Business

Uncertainty weighs on Reserve Bank

Lynley Donnelly

But analysts agree that providing better guidance and more transparency can be difficult.

The South African Reserve Bank is not immune to the pressure that comes with how central bankers communicate monetary policy decisions. (Oupa Nkosi, M&G)

With tapering being the watchword in financial markets everywhere, there is growing scrutiny of how central bankers communicate monetary policy decisions.

The South African Reserve Bank is not immune to this pressure, including questions over whether it should supply “forward guidance” – clear indications to the market about the direction of interest rates – increase the transparency of its monetary policy committee (MPC) meetings and reveal the voting records of its members, which would separate out the montetary policy hawks from the doves.

This week, the MPC left the repo rate unchanged, as the market had expected, at 5.5%, with five members in favour of holding rates and two in favour of raising them. This was not the case in January, however, when it raised rates, catching most if not all market observers by surprise, despite what the bank argued were many signals that it may have to begin hiking rates.

Despite this hiccup, most analysts and economists agree that the Reserve Bank’s communication is steadily evolving and improving, even if it does not follow the tradition of other central banks, such as the United States Federal Reserve, which publishes detailed minutes of its meetings and voting records.

Nor does it provide explicit forward guidance to the market, despite clearer indications in recent MPC statements that real policy rates are likely to increase in the medium term – but with the important caveats that this is “data dependent”, that “there will not necessarily be a change in the stance at every meeting” and that the increments may vary in size.

Differing views
In a recent research note, Nomura analyst Peter Attard Montalto noted that the bank has taken a significant step in admitting that MPC members have differing views and that the split does affect the balance and outcome of policy.

Following March’s MPC statement, for instance, the Reserve Bank governor, Gill Marcus, revealed how close the vote was, when asked about it – four members had voted to keep rates unchanged and three had voted to raise them.

But, according to Attard Montalto, the bank is unlikely to say more than that there were dissenting views.

Nevertheless, Nomura has drafted a spectrum of South Africa’s seven MPC members, ranging from hawks to doves. But it insists this is relative and will be fluid over time.

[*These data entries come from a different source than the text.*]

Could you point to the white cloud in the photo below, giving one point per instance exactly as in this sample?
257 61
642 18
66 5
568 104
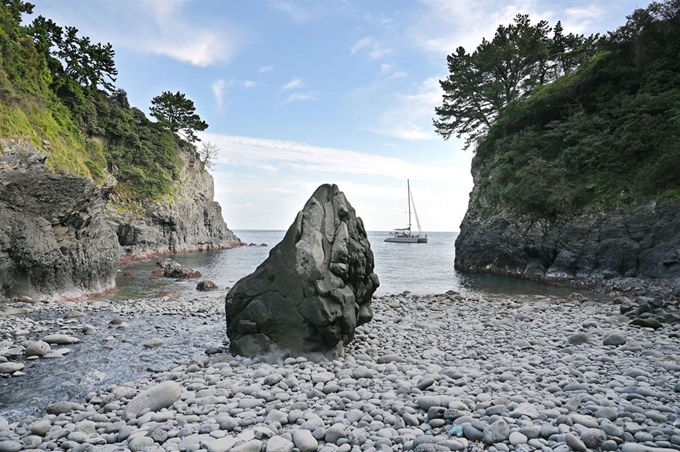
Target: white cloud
219 88
159 27
200 48
294 10
279 176
296 97
276 155
369 45
293 84
410 118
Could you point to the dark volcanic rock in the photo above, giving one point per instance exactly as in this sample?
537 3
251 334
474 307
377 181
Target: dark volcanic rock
313 289
206 286
172 269
635 250
54 238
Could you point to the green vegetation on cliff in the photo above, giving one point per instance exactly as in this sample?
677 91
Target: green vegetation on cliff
602 135
57 92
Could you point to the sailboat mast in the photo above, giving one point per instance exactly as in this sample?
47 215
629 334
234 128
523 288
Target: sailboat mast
408 185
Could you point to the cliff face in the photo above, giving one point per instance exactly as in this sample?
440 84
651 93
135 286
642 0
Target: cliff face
193 222
55 241
634 250
59 239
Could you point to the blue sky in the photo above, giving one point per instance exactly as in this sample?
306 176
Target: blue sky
303 92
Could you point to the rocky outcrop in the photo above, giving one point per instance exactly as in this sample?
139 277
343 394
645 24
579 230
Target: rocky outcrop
55 241
192 222
173 269
313 290
635 250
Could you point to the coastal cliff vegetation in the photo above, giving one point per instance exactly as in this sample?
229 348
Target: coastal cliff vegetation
566 123
57 92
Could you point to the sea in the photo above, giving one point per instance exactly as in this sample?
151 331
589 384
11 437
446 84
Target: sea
97 362
419 268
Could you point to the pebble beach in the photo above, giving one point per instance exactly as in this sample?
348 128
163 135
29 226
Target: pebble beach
429 373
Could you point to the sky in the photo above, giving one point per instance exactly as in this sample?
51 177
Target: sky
298 93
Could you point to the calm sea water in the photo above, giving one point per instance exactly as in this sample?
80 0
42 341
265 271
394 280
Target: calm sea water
417 268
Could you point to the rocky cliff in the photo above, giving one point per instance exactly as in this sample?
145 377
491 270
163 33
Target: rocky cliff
65 237
192 222
55 241
632 250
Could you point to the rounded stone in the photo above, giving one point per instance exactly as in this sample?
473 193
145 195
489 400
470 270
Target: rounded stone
609 445
162 395
10 446
37 348
305 441
279 444
615 338
517 438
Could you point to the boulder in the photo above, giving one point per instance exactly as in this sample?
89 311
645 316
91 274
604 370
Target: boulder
313 290
155 398
172 269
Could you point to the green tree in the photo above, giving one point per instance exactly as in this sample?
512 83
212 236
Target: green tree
521 57
178 114
90 65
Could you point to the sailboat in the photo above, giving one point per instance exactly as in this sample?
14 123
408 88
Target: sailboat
405 235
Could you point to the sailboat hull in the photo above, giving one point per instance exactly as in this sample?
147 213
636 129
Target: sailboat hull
407 239
404 235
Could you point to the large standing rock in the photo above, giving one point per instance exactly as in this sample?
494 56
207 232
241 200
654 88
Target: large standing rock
313 290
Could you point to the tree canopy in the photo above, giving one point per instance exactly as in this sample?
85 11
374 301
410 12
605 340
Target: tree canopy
177 113
521 57
90 65
604 135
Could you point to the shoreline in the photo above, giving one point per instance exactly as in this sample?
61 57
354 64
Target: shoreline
437 372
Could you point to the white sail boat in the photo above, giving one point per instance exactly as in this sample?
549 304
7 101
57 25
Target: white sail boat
405 235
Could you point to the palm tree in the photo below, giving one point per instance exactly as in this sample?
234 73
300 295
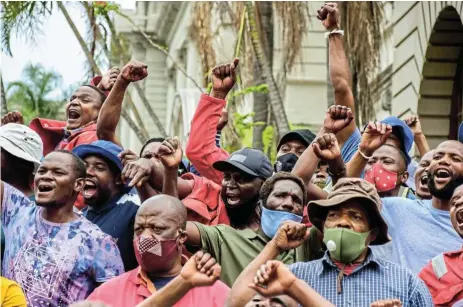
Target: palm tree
32 95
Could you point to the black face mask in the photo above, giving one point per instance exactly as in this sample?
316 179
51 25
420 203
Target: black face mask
285 163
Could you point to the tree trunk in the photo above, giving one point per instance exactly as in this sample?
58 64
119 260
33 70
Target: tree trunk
260 108
95 67
140 91
276 101
3 98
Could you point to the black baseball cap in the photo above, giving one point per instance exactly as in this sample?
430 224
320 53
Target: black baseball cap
303 135
250 161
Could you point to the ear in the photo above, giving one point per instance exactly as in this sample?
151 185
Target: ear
183 236
79 185
404 177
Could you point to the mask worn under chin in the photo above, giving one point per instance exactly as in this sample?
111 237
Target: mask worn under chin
154 255
285 163
381 178
344 244
271 220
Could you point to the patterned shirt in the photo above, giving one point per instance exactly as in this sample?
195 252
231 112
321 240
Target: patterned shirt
55 264
373 280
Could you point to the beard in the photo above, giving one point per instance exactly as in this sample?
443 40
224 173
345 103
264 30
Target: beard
446 192
241 214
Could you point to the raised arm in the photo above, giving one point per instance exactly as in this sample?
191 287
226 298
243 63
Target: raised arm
110 112
201 270
290 235
339 70
201 149
420 139
374 136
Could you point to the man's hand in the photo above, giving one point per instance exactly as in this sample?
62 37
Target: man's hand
201 270
13 117
108 79
337 118
415 125
273 278
329 15
170 153
134 71
223 120
290 235
127 156
137 171
223 79
374 137
387 303
326 147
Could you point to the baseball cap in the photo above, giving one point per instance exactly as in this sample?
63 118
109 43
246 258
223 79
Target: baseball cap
22 142
106 149
250 161
344 190
304 135
403 132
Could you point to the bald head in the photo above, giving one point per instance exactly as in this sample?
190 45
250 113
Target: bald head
165 207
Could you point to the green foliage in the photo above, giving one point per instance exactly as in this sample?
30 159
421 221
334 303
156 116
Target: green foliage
31 96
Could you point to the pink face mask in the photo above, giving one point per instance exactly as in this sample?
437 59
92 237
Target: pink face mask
381 178
154 255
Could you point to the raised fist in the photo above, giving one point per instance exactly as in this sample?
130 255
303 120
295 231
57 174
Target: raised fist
13 117
201 270
170 153
326 147
374 136
329 15
223 79
134 71
290 235
337 118
273 278
387 303
109 78
415 125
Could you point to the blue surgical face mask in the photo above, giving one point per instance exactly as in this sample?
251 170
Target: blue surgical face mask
271 219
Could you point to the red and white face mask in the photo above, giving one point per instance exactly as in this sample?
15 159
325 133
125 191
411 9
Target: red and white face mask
381 178
154 255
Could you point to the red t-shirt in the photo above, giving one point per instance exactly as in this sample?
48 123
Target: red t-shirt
133 287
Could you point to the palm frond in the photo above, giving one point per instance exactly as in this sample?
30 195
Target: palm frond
363 22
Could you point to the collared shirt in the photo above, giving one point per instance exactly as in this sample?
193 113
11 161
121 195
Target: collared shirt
116 218
234 249
444 278
373 280
132 288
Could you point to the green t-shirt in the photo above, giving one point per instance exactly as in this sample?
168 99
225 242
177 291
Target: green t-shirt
234 249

But it does attempt to reflect the approach members may take at each meeting and the kinds of “concerns and focuses they will bring to the debate”.

On Nomura’s scale, ahead of Thursday’s meeting, deputy governors Daniel Mminele and Lesetja Kganyago were at the hawk end; Kuben Naidoo was neutral; Marcus and the third deputy, Francois Groepe, are neutral–leaning doves; and Brian Kahn and Rashad Cassim are deemed doves.

Confidential voting
The bank does not reveal how they vote, given the risk of the politicising their decisions.

Nedbank economist Dennis Dykes said it was not inconceivable that MPC members could have protests outside their doors for voting to raise the repo rate.

Marcus said in a recent speech that the bank does not publicise individual votes as it does not want to “personalise the debate”.

“This gives individual members greater freedom to speak their minds and change their views during discussions, and it avoids the labelling of hawks and doves,” she said.

“However, we do indicate if there were dissenting views but we do not reveal who the dissenters were. It does reduce the transparency of the decision-making process but this has to be weighed up against the advantages of allowing for more rigorous debate in the [monetary policy] committee.”

‘Committee responsibility’
To ensure the clarity and consistency of its message, the bank has adopted the principle of “committee responsibility”.

“So, even if the decision is not unanimous, once the decision is taken, all members of the committee take joint responsibility,” she said.

“This reduces the possibility of mixing the messages, as all members communicate with one voice.”

Tied to this debate is the question of forward guidance, particularly given the current reduction of quantitative easing in the developed world, which has required central banks to be more careful in their communications to prevent painful market volatility following a policy pronouncement.

The Standard Bank’s group chief economist, Goolam Ballim, said “good central banking provides guidance to the market that douses current and prospective volatility in the yield curve to maximum effect”, ideally giving the market a sense of where the price of money will be over time to allow for prudent business and investment decisions.

Best guidance
Nevertheless, he said, although the Reserve Bank may provide its best guidance on how it thinks monetary policy will unfold, unforeseen events may occur. In this respect, forward guidance “is inherently prone to miscalculation”, Ballim said.

This is particularly the case for South Africa, according to Sanlam Investment economist Arthur Kamp, given the openness of the economy, the volatility of the currency and the impact commodities have on inflation numbers.

The Reserve Bank itself appears to have mixed feelings on the matter. In her speech Marcus said that there was “by no means universal acceptance of some of the recent developments globally, and there are criticisms that, at times, forward guidance has introduced more volatility into the markets, and that too much guidance can encourage excessive risk-taking and delay monetary policy responses”.

It is “more difficult in emerging market economies that are more prone to volatility arising from exogenous shocks and spillover effects” she said.